Congressional Republicans will hold hundreds of town hall meetings and workshops during their two-week break, aggressively promoting the Medicare prescription-drug benefit in the face of continuing attacks on the program from Democrats and others.

House Republicans alone have 200 Medicare events planned so far, and the House Republican Conference predicts more will be added.

“If each of us holds two of these events during this district work period, I think we can successfully counter the Democrats’ campaign of misinformation and get the word out to all our seniors that prescription-drug relief has arrived,” conference Chairman Deborah Pryce, Ohio Republican, wrote in a letter that was included in the packets given to all House Republicans as they left for their break.

The deadline to sign up for the prescription-drug program is May 15, after which seniors will face a penalty for late sign-up.

About one-third of the packet House Republicans received is devoted to the Medicare drug program. It includes talking points, positive updates on the program from the administration, sample opinion pieces for newspapers and details on how to host an effective Medicare workshop.

Senate Republicans also are being told to host Medicare events and were given similar information to take home during the break. The Senate Republican Conference also has been issuing a steady barrage of Medicare-related e-mails to combat Democratic attacks.

The drug program — which President Bush and Republicans pushed through Congress in 2003 — got off to a rocky start in January with enrollment glitches and other problems. Supporters say things have smoothed out, but critics have called the program confusing and ineffective. Democrats are helping seniors sign up for the program, but pushing legislation that, among other things, would postpone the May 15 deadline. They say the penalty to sign up after that date amounts to a prescription-drug tax.

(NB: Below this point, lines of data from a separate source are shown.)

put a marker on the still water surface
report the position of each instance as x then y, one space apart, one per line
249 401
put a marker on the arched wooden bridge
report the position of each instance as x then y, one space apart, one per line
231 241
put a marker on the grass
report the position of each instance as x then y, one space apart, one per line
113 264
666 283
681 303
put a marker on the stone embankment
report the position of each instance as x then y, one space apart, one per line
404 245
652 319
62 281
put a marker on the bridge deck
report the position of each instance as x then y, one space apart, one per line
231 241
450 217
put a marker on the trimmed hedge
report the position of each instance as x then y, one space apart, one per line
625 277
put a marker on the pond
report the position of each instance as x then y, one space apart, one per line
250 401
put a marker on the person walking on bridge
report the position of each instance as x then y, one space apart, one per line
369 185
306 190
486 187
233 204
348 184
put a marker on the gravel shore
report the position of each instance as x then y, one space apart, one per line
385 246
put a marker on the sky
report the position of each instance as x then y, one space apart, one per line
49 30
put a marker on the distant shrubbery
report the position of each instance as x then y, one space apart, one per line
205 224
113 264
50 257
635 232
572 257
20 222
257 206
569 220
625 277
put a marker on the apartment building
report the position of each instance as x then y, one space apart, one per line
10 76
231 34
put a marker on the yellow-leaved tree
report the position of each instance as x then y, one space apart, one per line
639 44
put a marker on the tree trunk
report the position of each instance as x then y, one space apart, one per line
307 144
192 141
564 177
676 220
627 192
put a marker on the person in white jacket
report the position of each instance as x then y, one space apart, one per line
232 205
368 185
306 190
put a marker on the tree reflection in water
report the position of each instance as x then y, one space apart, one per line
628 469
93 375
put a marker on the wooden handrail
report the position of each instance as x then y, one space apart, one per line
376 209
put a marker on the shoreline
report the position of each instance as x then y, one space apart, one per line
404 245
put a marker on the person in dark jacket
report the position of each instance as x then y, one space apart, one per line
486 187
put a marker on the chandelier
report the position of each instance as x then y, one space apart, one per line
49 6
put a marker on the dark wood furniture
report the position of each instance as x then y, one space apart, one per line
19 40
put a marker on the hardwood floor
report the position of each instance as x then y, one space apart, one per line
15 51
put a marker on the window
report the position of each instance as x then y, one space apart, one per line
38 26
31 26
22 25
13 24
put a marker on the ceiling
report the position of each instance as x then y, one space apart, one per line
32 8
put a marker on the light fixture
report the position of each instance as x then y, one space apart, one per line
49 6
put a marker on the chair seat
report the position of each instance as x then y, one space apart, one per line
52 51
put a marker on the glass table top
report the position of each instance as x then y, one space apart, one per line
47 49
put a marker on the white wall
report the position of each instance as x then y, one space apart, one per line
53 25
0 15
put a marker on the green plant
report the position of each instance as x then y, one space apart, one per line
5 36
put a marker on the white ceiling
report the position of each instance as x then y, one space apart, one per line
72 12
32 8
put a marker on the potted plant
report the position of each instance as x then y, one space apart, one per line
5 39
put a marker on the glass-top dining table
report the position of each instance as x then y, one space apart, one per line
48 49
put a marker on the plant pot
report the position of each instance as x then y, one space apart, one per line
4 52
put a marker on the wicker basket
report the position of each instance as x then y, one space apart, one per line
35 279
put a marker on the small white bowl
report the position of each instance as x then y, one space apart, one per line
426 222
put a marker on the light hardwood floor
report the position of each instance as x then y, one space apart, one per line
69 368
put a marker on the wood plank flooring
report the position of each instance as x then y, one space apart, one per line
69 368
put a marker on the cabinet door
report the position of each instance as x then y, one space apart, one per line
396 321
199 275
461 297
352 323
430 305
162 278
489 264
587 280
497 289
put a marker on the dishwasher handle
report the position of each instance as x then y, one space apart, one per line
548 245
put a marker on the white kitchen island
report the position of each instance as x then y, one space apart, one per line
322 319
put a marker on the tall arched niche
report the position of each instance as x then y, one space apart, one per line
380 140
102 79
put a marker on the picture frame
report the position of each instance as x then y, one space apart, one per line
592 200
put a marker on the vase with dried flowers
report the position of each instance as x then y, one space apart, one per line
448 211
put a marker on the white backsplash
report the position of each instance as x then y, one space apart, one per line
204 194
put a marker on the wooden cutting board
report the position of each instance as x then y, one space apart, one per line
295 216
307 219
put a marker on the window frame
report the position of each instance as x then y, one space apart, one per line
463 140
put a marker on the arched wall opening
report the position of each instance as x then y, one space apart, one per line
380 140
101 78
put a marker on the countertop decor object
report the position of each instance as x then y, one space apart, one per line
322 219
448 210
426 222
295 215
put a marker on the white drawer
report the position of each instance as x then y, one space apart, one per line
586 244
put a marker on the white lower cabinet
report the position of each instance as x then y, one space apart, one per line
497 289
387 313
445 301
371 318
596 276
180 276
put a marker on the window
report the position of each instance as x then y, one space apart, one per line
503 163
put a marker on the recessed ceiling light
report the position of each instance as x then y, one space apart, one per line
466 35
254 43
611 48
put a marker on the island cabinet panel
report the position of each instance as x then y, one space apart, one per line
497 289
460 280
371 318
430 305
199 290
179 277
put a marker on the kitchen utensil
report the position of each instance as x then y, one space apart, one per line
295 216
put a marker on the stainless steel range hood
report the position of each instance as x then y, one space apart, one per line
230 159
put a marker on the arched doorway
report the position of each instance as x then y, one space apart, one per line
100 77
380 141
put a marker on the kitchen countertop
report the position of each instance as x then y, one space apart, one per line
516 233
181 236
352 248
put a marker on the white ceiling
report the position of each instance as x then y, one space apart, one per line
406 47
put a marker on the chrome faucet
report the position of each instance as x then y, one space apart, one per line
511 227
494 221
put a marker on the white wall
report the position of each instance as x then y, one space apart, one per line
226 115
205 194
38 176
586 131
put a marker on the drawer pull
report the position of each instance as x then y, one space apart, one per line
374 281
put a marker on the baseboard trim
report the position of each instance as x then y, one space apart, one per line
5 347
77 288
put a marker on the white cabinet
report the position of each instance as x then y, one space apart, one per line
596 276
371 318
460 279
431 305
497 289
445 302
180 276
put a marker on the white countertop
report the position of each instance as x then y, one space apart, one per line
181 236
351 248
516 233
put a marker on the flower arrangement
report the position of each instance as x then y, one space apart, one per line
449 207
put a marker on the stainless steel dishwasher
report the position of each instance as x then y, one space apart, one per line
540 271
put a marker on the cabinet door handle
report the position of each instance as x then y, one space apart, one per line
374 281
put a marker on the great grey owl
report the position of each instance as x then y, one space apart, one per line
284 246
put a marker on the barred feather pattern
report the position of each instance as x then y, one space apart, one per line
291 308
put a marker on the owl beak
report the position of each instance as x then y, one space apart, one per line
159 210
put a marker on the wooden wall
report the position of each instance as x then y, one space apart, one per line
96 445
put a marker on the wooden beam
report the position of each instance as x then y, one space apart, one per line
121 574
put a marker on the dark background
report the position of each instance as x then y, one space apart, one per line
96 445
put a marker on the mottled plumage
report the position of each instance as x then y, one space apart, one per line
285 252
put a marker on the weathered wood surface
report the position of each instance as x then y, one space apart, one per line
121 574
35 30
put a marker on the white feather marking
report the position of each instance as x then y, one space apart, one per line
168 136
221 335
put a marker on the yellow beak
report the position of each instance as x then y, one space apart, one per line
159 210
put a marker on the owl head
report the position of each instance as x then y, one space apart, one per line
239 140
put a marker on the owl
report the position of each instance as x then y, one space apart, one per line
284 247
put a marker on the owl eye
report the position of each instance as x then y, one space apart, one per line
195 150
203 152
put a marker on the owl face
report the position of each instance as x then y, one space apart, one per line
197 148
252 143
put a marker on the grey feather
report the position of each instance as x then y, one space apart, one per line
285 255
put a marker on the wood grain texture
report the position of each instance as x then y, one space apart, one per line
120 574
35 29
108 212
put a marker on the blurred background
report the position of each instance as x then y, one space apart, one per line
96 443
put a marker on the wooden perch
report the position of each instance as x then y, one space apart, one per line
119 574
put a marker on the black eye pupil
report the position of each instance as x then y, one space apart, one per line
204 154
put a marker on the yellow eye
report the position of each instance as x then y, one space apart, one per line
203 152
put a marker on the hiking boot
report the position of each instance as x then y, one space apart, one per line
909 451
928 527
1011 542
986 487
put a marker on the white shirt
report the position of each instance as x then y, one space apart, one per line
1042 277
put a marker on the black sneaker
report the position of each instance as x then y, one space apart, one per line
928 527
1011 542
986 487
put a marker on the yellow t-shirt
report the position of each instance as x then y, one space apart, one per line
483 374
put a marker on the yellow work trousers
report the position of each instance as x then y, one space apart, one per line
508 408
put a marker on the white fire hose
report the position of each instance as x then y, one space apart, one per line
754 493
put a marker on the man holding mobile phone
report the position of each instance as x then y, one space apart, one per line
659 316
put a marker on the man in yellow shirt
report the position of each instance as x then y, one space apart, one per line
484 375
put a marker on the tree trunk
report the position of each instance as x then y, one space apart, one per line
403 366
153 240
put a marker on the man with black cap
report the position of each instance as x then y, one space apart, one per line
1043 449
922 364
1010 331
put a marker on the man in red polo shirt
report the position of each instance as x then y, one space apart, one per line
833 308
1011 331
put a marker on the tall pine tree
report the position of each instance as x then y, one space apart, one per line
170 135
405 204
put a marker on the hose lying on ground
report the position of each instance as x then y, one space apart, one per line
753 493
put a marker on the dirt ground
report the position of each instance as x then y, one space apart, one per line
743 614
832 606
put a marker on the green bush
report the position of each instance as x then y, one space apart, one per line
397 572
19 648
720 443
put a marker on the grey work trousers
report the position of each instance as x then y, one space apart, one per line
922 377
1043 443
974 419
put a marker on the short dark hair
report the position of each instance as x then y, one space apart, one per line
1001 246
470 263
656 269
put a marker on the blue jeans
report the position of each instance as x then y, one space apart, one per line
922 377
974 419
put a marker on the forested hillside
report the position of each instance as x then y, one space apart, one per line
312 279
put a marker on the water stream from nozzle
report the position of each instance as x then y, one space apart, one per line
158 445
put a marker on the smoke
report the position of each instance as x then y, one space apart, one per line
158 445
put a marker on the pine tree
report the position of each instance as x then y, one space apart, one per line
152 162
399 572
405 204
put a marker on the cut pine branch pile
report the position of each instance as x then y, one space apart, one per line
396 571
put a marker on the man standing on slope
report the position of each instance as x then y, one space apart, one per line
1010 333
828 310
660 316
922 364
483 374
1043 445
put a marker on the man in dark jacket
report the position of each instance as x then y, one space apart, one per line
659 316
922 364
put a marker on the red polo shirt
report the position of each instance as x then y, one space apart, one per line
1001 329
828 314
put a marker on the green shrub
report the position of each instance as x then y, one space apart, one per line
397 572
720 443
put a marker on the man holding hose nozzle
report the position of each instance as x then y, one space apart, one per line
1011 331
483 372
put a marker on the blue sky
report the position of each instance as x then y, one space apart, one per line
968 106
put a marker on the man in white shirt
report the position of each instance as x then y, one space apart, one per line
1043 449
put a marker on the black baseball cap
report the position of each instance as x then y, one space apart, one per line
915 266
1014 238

Democrats said they, too, will be talking about the program to constituents across the country during the break.

“Our members will also be addressing the countdown to May 15 when President Bush’s prescription-drug tax will be placed upon seniors who do not sign up for the prescription-drug bill,” said House Minority Leader Nancy Pelosi, California Democrat. “Because it is complex, seniors have not been able to find the right program initiative to sign up for.”

Republican leaders are sticking to the deadline, saying it is an incentive for seniors to sign up.

“It isn’t our intention to extend the deadline,” said House Majority Leader John A. Boehner, Ohio Republican, citing “tremendous additional costs.”

Brad Woodhouse, spokesman for Americans United, a coalition of labor and civil rights groups, said his group is holding events in 20 states to highlight how confusing the program is. During the second week of Congress’ two-week break, AU will shift its focus to specific Republicans, pressuring them to extend the deadline and make major fixes to the program, including allowing Medicare to negotiate directly with the drug companies for lower prices.